Depois de lavrado o auto, a empresa tem que pagar uma multa elevada, de 200 Ufirs por funcionário registrado, ou seja, aproximadamente R$ 200,00. Se a empresa mesmo assim não sinalizar nenhuma forma de pagamento, a empresa pode ser denunciada para o Ministério Público do Trabalho, em Campinas.
Geralmente, é elaborado um termo de compromisso no próprio
órgão, fazendo com que a empresa estebeleça o compromisso de pagar o débito. Se ela não cumprir este termo, ela pode ser multada diariamente por isso.

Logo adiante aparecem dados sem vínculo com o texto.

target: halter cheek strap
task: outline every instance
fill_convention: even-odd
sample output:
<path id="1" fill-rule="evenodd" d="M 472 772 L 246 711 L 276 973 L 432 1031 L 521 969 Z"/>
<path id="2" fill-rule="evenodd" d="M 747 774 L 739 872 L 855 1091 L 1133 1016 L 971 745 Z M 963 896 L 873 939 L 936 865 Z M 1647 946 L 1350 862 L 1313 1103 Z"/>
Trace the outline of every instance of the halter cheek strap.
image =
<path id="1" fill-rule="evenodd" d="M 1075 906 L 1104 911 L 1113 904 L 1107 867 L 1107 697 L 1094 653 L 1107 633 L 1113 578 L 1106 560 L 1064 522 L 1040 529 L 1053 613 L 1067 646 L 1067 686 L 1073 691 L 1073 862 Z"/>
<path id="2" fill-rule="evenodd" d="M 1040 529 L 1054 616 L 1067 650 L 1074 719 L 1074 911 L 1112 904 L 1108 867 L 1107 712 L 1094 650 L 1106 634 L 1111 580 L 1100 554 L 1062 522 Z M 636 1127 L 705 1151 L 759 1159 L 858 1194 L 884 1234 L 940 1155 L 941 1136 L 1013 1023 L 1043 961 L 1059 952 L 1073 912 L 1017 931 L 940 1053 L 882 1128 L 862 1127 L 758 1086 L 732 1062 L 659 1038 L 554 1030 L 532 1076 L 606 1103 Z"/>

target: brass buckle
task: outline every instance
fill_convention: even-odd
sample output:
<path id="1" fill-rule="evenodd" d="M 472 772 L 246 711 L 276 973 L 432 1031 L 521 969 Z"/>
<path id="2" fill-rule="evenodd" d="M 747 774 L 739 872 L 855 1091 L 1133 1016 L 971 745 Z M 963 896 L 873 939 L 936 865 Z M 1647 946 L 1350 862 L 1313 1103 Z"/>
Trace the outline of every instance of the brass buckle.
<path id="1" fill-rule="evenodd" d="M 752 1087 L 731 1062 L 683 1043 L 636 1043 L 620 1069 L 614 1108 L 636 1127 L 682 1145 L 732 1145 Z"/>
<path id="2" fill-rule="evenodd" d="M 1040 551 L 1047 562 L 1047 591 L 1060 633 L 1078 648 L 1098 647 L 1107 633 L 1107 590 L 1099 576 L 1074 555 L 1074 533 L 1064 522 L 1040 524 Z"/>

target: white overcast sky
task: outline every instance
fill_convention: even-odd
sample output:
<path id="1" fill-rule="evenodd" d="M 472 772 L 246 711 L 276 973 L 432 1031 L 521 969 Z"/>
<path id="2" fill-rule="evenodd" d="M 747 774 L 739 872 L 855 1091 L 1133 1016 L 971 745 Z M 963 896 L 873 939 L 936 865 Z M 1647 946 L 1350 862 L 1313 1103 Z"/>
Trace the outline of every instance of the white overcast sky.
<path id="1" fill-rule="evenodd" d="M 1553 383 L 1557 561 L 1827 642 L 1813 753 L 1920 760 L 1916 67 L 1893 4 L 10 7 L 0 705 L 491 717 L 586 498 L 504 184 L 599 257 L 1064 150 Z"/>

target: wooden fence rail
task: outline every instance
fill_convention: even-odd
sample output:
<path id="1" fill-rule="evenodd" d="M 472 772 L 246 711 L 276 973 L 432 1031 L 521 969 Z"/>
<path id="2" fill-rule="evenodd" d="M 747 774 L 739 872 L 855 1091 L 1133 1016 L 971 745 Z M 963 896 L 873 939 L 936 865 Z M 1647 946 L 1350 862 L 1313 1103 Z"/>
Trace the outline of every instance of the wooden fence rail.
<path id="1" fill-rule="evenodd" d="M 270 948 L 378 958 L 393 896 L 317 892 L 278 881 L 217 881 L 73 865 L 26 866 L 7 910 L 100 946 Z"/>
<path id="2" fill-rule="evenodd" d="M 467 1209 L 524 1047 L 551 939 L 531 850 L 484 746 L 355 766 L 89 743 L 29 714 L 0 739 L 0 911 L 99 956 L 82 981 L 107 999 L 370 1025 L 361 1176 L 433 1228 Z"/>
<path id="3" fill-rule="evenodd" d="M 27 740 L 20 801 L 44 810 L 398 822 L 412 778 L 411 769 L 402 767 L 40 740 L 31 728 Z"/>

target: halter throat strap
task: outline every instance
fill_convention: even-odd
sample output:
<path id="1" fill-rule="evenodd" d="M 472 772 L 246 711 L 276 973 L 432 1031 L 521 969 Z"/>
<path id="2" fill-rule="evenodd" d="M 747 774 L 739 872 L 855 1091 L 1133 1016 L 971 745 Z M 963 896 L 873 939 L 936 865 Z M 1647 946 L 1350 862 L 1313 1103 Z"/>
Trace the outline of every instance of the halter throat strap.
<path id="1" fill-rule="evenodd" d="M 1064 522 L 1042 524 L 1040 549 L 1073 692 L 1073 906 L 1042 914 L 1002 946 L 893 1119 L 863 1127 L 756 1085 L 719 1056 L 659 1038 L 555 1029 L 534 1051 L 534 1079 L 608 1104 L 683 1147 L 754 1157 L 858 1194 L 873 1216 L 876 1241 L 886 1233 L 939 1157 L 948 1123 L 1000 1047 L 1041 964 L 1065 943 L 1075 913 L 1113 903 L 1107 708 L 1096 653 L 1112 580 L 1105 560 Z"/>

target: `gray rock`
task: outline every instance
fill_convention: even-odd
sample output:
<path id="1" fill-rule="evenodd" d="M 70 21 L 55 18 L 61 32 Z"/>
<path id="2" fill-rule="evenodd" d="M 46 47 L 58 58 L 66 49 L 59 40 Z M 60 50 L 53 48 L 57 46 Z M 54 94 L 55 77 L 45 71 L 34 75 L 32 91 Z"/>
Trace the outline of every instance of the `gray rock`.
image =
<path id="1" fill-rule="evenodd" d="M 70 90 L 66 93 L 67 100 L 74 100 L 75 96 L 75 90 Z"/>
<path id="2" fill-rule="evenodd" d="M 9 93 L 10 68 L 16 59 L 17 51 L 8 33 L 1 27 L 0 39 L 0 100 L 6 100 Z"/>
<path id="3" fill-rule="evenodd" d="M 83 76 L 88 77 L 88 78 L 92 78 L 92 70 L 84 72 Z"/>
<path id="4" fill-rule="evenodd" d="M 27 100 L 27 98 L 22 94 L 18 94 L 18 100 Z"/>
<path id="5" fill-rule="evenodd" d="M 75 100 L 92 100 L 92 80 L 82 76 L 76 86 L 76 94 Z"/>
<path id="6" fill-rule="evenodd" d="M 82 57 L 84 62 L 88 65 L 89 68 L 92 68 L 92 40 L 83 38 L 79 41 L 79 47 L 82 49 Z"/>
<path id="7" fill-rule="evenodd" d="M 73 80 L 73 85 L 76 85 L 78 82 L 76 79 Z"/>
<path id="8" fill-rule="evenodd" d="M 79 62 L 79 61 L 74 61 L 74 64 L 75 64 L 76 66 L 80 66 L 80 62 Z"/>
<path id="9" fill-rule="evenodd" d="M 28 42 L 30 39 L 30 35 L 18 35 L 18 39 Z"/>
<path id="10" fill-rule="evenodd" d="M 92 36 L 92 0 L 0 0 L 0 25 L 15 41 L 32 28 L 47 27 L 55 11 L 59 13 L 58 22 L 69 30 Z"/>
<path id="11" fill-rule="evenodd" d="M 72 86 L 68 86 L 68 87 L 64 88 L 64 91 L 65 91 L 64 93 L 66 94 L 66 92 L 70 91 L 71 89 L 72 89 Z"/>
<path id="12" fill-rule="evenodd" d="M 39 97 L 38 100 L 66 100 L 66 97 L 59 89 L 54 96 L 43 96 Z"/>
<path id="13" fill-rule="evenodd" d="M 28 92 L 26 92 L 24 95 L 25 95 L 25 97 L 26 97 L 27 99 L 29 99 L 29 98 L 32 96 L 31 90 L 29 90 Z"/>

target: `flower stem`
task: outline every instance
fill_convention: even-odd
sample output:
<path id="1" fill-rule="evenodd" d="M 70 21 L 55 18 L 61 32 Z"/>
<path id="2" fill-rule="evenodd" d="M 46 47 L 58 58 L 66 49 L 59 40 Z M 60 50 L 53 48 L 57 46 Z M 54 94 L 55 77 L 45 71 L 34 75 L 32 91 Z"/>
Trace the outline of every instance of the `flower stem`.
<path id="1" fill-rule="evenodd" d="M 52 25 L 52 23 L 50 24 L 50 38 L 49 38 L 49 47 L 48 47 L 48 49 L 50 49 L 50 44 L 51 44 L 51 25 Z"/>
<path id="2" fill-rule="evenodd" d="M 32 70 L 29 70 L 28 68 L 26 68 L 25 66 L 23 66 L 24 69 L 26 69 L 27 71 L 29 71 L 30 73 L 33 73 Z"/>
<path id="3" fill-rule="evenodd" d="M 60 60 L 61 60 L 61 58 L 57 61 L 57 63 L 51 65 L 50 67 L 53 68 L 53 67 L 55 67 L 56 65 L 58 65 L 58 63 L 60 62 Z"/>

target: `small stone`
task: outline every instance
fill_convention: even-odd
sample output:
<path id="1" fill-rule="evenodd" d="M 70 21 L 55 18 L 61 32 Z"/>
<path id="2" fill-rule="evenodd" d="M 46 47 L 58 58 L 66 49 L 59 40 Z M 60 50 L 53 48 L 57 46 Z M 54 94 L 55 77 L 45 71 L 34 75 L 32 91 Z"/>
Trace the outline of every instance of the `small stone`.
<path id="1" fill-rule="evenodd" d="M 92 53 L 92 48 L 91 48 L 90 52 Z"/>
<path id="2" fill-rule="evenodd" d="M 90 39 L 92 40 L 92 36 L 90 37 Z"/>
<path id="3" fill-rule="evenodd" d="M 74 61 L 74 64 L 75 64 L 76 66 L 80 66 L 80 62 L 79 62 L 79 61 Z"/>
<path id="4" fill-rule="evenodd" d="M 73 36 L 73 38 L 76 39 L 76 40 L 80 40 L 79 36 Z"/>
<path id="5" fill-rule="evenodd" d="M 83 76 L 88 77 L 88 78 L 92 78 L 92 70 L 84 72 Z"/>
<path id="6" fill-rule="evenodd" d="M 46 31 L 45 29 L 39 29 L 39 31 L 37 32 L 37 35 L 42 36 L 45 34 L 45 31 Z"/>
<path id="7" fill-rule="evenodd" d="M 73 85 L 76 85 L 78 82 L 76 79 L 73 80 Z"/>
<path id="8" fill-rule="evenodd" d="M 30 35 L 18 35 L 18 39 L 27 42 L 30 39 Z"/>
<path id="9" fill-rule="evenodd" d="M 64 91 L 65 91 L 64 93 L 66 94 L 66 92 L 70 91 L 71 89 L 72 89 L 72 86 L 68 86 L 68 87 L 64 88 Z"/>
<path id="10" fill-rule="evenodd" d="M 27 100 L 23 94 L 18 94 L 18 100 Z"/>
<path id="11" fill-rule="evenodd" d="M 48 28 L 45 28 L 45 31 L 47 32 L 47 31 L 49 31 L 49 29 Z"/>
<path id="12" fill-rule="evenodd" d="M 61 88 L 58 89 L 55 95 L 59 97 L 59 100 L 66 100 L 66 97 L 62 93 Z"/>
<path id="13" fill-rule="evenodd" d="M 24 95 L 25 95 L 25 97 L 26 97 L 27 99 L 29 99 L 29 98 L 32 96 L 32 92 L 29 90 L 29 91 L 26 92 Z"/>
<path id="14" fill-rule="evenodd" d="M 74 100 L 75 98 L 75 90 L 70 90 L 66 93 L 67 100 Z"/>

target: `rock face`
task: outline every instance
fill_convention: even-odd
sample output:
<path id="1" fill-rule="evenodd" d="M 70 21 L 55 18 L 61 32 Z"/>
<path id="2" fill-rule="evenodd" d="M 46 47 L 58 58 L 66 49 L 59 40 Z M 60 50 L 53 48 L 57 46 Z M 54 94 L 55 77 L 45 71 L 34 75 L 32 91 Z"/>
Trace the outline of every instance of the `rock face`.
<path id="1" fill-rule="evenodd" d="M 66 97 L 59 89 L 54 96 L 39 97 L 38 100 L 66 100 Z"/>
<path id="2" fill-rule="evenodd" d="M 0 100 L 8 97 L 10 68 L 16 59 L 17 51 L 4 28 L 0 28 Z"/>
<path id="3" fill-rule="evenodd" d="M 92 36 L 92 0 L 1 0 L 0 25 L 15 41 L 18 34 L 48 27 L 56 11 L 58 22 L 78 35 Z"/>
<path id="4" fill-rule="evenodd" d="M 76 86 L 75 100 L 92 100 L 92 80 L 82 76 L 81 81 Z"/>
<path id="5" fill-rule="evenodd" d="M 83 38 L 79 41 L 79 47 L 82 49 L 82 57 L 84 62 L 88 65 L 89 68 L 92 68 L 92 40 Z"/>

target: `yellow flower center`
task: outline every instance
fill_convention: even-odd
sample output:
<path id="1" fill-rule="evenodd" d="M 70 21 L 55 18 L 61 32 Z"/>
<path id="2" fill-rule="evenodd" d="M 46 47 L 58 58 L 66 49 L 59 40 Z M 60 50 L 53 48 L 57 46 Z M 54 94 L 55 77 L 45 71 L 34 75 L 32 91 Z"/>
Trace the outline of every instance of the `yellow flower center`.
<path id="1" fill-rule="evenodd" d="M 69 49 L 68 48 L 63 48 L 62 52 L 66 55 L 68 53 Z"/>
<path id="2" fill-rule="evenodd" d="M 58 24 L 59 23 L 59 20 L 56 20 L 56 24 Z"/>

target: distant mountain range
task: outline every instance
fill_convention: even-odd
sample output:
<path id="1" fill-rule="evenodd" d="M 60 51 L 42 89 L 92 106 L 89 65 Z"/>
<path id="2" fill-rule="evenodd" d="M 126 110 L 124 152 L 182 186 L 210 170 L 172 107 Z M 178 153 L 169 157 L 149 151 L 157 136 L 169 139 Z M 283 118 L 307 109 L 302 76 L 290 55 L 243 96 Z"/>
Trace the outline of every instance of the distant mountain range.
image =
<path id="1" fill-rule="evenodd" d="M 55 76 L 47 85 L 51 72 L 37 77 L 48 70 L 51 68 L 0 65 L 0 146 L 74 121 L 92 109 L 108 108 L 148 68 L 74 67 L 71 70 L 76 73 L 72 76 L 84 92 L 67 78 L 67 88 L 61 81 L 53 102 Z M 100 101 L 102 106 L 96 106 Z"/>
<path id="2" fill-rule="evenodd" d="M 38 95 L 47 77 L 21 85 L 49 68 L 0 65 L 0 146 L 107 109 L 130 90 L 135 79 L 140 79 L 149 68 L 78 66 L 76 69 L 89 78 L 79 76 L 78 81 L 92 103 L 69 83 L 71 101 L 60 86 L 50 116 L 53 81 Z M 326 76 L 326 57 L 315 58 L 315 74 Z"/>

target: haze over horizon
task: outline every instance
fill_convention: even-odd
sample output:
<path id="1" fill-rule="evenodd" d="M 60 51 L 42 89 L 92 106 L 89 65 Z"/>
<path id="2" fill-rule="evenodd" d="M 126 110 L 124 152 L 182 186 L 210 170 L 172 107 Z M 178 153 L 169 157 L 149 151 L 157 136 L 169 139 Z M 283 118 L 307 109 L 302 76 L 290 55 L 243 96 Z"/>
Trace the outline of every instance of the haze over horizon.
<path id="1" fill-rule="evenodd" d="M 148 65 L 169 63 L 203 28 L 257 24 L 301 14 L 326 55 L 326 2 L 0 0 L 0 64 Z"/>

A redução no número de punições
às empresas que não pagaram o 13.º salário aos funcionários nem negociaram um possível pagamento, na opinião de Pereira, é visível. Segundo ele, os funcionários estão valorizando cada vez mais o emprego, e não criando problemas.
Além das negociações diretas entre sindicato e empresa, aproximadamente 13 fiscalizações foram feitas em empresas denunciadas. O Ministério também registrou três acordos para atraso do pagamento do direito do trabalhador.